Also, around this time, David getting into what my dad called “nose candy”. While I had heard about drugs in the gay scene such as weed and amyl nitrate (or as I heard them called “poppers” which sounded like something they’d get out of a vending machine at Lucky’s). But I never heard much about anyone getting into coke until then. I associated it with warmed over hippie-era bores like Jefferson Starship and closer to home - one of my former BMX racer friends who I knew around the time I met David. I saw him a few more times around age 15 when I suppose he had been bouncing back & forth with drug issues. Though, he seemed OK a few years later when I was 16 and didn’t show signs of an addict but my dad and his friends were more privy to these adult matters.

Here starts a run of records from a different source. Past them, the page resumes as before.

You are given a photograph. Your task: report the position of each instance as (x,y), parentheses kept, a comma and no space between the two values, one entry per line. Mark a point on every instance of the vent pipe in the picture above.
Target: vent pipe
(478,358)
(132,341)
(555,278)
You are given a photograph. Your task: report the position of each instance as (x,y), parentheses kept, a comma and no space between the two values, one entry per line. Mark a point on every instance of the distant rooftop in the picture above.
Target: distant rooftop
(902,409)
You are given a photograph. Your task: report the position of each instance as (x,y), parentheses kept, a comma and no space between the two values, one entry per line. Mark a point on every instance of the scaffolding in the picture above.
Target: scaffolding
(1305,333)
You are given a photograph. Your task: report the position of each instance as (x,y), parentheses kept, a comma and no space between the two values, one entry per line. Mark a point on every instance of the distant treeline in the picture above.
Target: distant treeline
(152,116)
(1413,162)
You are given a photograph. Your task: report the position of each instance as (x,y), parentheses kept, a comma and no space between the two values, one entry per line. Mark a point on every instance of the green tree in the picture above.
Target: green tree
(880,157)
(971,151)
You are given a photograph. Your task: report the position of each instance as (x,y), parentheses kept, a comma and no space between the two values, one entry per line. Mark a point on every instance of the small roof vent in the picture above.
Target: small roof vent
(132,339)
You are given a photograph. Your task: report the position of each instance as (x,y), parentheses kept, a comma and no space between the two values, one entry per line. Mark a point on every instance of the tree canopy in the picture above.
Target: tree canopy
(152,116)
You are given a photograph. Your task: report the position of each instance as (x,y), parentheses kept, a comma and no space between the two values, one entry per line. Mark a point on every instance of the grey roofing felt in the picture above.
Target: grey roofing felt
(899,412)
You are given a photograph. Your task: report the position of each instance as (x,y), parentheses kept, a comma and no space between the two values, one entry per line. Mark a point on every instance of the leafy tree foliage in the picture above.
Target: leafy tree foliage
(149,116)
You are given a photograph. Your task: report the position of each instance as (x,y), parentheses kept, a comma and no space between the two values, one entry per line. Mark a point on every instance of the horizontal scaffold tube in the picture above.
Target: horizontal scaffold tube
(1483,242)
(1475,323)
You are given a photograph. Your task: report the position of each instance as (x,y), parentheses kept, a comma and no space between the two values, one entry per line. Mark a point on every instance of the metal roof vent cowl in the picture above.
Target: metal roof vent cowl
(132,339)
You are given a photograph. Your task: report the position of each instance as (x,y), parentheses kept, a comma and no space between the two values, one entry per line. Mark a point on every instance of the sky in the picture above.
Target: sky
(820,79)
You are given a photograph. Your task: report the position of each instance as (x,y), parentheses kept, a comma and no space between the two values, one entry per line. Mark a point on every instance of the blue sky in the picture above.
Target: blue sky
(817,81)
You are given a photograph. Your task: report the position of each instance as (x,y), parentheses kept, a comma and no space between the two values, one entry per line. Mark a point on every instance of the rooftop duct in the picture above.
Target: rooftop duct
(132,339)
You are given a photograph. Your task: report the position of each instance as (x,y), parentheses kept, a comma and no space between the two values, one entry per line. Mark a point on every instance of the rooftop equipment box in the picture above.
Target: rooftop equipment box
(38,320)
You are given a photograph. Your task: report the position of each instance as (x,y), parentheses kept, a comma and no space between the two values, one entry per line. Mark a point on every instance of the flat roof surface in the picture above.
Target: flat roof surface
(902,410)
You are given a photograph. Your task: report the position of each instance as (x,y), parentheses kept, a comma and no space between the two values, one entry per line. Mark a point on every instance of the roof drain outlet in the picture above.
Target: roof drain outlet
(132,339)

Out in the (Northern) California Sun

Going back to the trip to Stinson Beach - when I asked David about how he knew he was gay – he told me this really interesting story about being attracted to seeing the boys in high school in the swimming area. His school had a glass bottom swimming area that was apparently built over one of the hallways. So, he often would go over to the hallways and check out the guys swimming in their Speedos and Hang Ten trunks.

Later that same summer, David, my sister and I took a few trips to the Crown Beach on the Bay side of the Isle of Alameda. The Beach was fun although we more waded in the water than swam. It was here I discovered the strange jellies – not full-on jellyfish that were scattered by the thousands along the shores. When I realized they weren’t poisonous I immediately checked them out and soon enough began throwing them at my sister and David because that’s what dopey 14 year old boys do. 


The Power of Bea Arthur

The following summer of ’84 –  David was over my dad’s place quite a few times. My dad would make cheeseburgers like a beefed up (pun intended) version of our favorite junk food dive in Dublin, CA (Fandango’s). The one time we got to watch TV during dinner was when David was over and we got to watch his favorite shows: The Jeffersons and Maude. Regarding the latter show – he David would say of Bea Arthur “Maude gives great attitude and dishes it out!”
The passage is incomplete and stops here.